10. Work at Home is here to say. Good luck to those companies or cities who hope to bring back the command-and-control model, because in most cases the best outcome will either be quiet-quitting or the need to pay more to attract and retain talent. Generally speaking, the pandemic indeed has made people more reflective about life choices, and spending 10 hours or more commuting is not top on the list of life favorites. This will lead to more strategic use of office of time and an enormous need for changing the composition of urban downtowns to greater mixed use. 
 
11. Humility will slowly emerge as the new CEO paradigm.

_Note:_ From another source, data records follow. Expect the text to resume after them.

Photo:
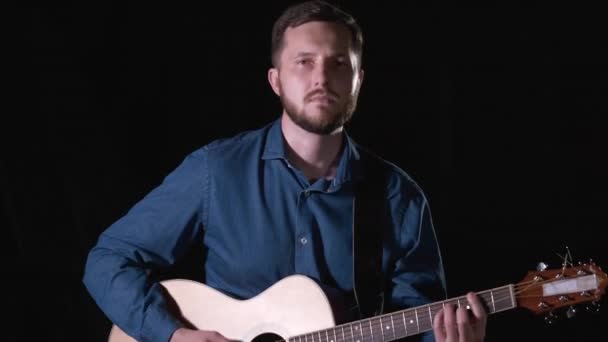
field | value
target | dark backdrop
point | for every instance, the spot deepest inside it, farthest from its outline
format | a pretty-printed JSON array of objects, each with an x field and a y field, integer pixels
[{"x": 497, "y": 111}]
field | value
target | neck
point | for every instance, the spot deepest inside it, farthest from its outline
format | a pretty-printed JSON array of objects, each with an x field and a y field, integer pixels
[{"x": 314, "y": 154}]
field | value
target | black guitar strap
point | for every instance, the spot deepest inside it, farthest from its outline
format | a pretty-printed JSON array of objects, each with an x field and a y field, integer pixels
[{"x": 369, "y": 219}]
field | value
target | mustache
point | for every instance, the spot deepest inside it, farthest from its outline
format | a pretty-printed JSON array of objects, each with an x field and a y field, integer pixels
[{"x": 332, "y": 95}]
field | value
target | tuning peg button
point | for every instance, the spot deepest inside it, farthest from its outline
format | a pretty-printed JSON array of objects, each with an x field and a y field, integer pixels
[
  {"x": 593, "y": 307},
  {"x": 550, "y": 318},
  {"x": 571, "y": 312}
]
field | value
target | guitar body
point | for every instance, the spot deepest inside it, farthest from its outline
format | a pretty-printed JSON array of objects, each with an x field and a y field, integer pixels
[
  {"x": 293, "y": 306},
  {"x": 296, "y": 307}
]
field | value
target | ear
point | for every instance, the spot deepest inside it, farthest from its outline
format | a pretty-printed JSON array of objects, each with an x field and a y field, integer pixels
[
  {"x": 273, "y": 79},
  {"x": 359, "y": 81}
]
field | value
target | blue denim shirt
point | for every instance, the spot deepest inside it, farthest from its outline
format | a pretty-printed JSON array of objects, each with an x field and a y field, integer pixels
[{"x": 260, "y": 220}]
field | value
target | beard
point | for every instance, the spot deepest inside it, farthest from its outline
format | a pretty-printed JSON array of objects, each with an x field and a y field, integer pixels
[{"x": 328, "y": 122}]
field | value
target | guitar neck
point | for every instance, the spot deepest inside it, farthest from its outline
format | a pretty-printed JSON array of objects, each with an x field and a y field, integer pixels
[{"x": 408, "y": 322}]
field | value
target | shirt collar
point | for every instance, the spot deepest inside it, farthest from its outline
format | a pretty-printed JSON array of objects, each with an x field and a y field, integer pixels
[{"x": 349, "y": 167}]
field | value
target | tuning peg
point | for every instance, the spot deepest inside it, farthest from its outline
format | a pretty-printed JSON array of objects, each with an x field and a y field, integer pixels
[
  {"x": 593, "y": 307},
  {"x": 550, "y": 318},
  {"x": 571, "y": 312}
]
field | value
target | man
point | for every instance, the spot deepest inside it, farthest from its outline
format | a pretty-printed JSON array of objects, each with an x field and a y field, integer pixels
[{"x": 278, "y": 201}]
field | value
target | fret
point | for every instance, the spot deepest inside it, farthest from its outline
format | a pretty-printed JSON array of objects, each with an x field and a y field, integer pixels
[
  {"x": 512, "y": 295},
  {"x": 386, "y": 328},
  {"x": 382, "y": 329},
  {"x": 393, "y": 325},
  {"x": 404, "y": 323}
]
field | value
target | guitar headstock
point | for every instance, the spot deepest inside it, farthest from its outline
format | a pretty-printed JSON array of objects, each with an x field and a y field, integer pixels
[{"x": 549, "y": 289}]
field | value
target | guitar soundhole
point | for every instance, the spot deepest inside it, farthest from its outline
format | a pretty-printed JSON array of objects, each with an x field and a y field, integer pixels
[{"x": 268, "y": 337}]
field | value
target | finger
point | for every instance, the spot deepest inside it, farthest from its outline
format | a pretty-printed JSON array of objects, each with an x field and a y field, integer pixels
[
  {"x": 476, "y": 306},
  {"x": 451, "y": 329},
  {"x": 465, "y": 330},
  {"x": 438, "y": 326}
]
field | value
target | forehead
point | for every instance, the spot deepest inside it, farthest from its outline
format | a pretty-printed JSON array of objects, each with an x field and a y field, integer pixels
[{"x": 317, "y": 36}]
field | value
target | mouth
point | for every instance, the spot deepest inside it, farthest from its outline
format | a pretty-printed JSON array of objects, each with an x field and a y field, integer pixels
[{"x": 323, "y": 98}]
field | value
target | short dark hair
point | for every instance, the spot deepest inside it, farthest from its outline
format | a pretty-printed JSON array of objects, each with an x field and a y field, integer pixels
[{"x": 308, "y": 11}]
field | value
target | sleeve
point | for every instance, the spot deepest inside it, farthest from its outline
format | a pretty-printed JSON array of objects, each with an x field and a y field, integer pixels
[
  {"x": 154, "y": 233},
  {"x": 418, "y": 276}
]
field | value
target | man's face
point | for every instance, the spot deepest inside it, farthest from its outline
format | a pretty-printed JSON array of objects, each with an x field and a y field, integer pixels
[{"x": 317, "y": 76}]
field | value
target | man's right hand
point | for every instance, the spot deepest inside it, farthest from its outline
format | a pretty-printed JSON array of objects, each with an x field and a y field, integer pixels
[{"x": 189, "y": 335}]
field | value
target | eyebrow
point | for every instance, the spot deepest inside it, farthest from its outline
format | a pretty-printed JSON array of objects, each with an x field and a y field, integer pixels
[{"x": 311, "y": 54}]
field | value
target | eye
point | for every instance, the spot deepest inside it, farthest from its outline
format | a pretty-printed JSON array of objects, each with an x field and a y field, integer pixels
[
  {"x": 303, "y": 61},
  {"x": 341, "y": 62}
]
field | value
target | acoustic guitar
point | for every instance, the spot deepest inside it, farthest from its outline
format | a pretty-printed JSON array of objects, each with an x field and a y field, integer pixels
[{"x": 296, "y": 309}]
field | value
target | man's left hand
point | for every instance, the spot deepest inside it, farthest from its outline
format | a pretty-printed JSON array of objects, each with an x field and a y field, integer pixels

The Jack Welch, Elon Musk models have taken a hit; the nation is generally ready for a kinder gentler, more humble form of management, such as leaders at companies like Coleen Wegman of Wegmans, Garry Ridge, CEO Emeritus, WD-40, Texas Roadhouse, the late Kent TaylorDan Schulman, Paypal CEO, who are quietly clear about their principals, goals, objectives so that both shareholders and other stakeholders can determine whether they wish to be a part of it.
 
12. Moving to an endemic phase. With multiple diseases flaring up, it appears we are moving to a state in which individuals will make their own decisions about vaccines, use of masks, travel, etc. It will be left to the states and localities to determine what to do in cases of hospital overload, with local mask mandates still occurring. It appears that the best stance for most businesses is to make sure their employees and other stakeholders have all the tools necessary to accommodate their personal need for safety, which could include caring for newborns or sickly loved ones, while respecting the need to respect personal choice.